News & Views item - August 2005

 

 

"Une Petite Revolution". New French National Research Agency (ANR) to Distribute Research Funds on Competitive Basis. (August 28, 2005)

    In France research funds are traditionally given in block grants to institutions and labs to be distributed to individuals. Now, beginning in October, the newly organised National

Gilles Bloch - Credit: Le Figaro

Research Agency (ANR) will follow mechanisms well known outside France to select research projects based on perceived scientific excellence.

 

Not surprisingly a number of older "entrenched" researchers have voiced disquiet about the changes. ANR's starting annual budget is to be €350 million (A$570 million) and is expected to grow rapidly.

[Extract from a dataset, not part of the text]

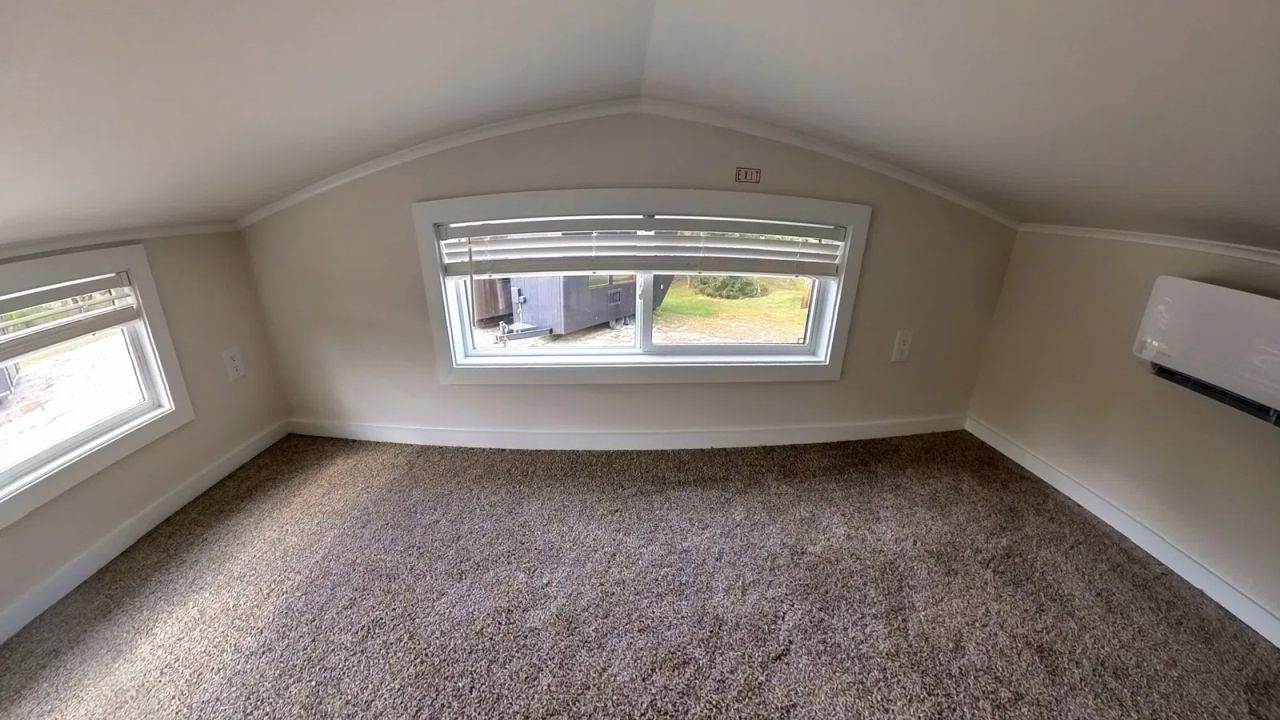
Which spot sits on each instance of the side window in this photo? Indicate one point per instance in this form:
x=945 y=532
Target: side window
x=82 y=365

The worry is that funding will be drawn from the block grants (currently in the billions of Euros) allocated to the French science powerhouses such as the  National Centre for Scientific Research (CNRS) and the National Institute for Health and Medical Research (INSERM).

 

Influential senior French scientists such as Edouard Brézin, president of the French Academy of Sciences argue that introducing competitive granting such as found in the US, Britain and Germany, for example, simply isn't right for France. "We have a different organization," Brézin told Science. "One shouldn't simply copy models from abroad without thinking."

 

And those researchers in favour of the introduction of a competitive system to play out along with block grants such as is practiced in Australia are disquieted by ANR operating with a minuscule staff and zero tradition. They worry tha the ANR "won't measure up to the quality standards of the foreign examples it seeks to emulate".

 

But ANR's director, 44-year-old biophysicist and physician Gilles Bloch dismisses the objections. What counts he told Science is that the research community has responded overwhelmingly. With almost all of ANR's first 35 calls for proposals now closed, some 5300 applications have been received. More than 600 researchers volunteered to be reviewers and it is estimated that a quarter of the proposals will receive awards.

 

What will be of interest to Australian scientists who apply to the Australian Research Council is the observation reported by Science:

Bloch insists: ANR takes the place of two funds, now dissolved, which doled out money on a project-by-project basis: the National Fund for Science and the Fund for Technological Research. They reported directly to the ministry of research, however, and both were widely suspected of being subservient to politics. Besides having a much more generous budget, ANR will be autonomous in selecting grantees.

The Federal Government determined that the ARC's Board be dissolved at the beginning of 2006.

 

Finally, according to Science, while Brézin says he and many others in the research community "were never opposed to the principle" of awards based on merit he feels the government seems intent on using the agency as a way to attack established research agencies such as CNRS and INSERM. However, others point out that these flagships of French science can be overly bureaucratic and unwelcoming to new ideas, and that it takes too long before young researchers are allowed to form their own research groups. Former research minister Claude Allègre made the scathing comparison that they were similar to "Soviet-style" institutes.

 

One thing is certain, French science funding is in for a shake up.